Though it’s unclear what effect, if any, the freshly signed United States Mexico Canada Agreement (USMCA) will have on trade relations between the U.S. and Mexico, Red Fox’s investment comes at a notable time politically, as U.S. President Donald Trump has routinely spewed incendiary language aimed at Mexican-Americans and immigrants, while attempting to build a wall between the two nations.

“I feel like it’s almost our responsibility to show farmers and communities in Mexico that there is a huge consumer and small business base in the U.S. that wants to support healthy trading relationships; that value and respect people from different cultures and have an interest in doing good business with our neighbors that can be regenerative and not extractive,” Adam McClellan, Red Fox’s head of Mexico sourcing and sales, recently told Daily Coffee News via email. “I also think consumers respond really well to Mexico as a single origin, and our roaster clients have seen very strong sales the last few years — mostly because it’s so familiar and recognizable as a name, [and] a super approachable and sweet flavor profile, but also probably since there is such a large population of first, second and third, generations of Mexicans living and working in the U.S.”

19. Jose Arguello Enríquez (1)

At of Finca Santacruz. Red Fox Coffee Merchants courtesy photo.

Based in Oaxaca city center, the Red Fox facility will occupy a converted house and include a cupping lab, a sample-receiving area, and a processing and roasting area, with offices, meeting rooms and an open-air terrace on upper floors. The Red Fox team in Peru worked through some 2,000 coffee samples in a similarly conceived facility last coffee season.
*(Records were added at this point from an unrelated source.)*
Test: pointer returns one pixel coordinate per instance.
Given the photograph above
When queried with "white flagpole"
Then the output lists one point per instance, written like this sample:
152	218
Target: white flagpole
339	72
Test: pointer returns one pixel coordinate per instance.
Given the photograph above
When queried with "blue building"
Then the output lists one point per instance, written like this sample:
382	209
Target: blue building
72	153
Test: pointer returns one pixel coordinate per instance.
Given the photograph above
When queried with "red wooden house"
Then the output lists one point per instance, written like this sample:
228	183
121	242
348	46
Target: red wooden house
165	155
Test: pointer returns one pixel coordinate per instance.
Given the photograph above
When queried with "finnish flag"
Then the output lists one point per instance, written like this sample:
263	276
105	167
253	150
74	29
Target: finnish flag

“The physical proximity to the growing regions means that our team can get out into the field to visit producers consistently, and it also allows us to filter through coffees quickly and efficiently,” Red Fox Director Ali Newcomb told DCN. “Producers and cooperative staff can easily participate in trainings or join us when we cup their coffees to better understand our selection process.”

Red Fox Co-Founder and CEO Aleco Chigounis said that while Red Fox’s “secret sauce” is getting coffees into clients’ hands as quickly as possible, it will be using a newly obtained export license in Mexico sparingly, in order to protect existing relationships.

“Our relationships with the cooperatives and producer associations is critical mass, of course, and export numbers are valuable to them,” Chigounis said. “We have no interest in stepping on their toes.”

What the company now has a heavily vested interest in is Oaxacan and Mexican specialty-grade coffee. To help grow this sector towards its own interests and those of its partners at origin and clients abroad, Red Fox plans to help facilitate financing that encourages farmers. Said Newcomb, “In Mexico, as in Peru, we have worked with financial institutions and with our local partners to ensure that in most cases, producers are paid a percentage up front when they deliver their parchment.”

Mexico Coatepec, Veracruz 2020.3

In Coatepec, Veracruz. Courtesy photo by Red Fox Coffee Merchants.

Red Fox also plans to help coffee producers throughout the region move forward in terms of quality and differentiation, in order to appeal to the higher-paying specialty market.

McClellan noted how coffees from throughout Mexico have historically been blended at origin, resulting in consistent volume-oriented products but not necessarily dynamic ranges in offerings.

“Mexico, specifically Oaxaca, is where the Fair Trade certification system began. Within that system, blending coffees from farmers at drastically different altitudes was/is standard practice,” McClellan said. “Additionally, as a strong and historic source for FT and organic-marketed coffees, those tended to be sold as blends in the marketplace, thus not providing much incentive at origin to separate quality… Once you look at the coffees from this region as separate lots from a wide altitude range, quality potential soars.”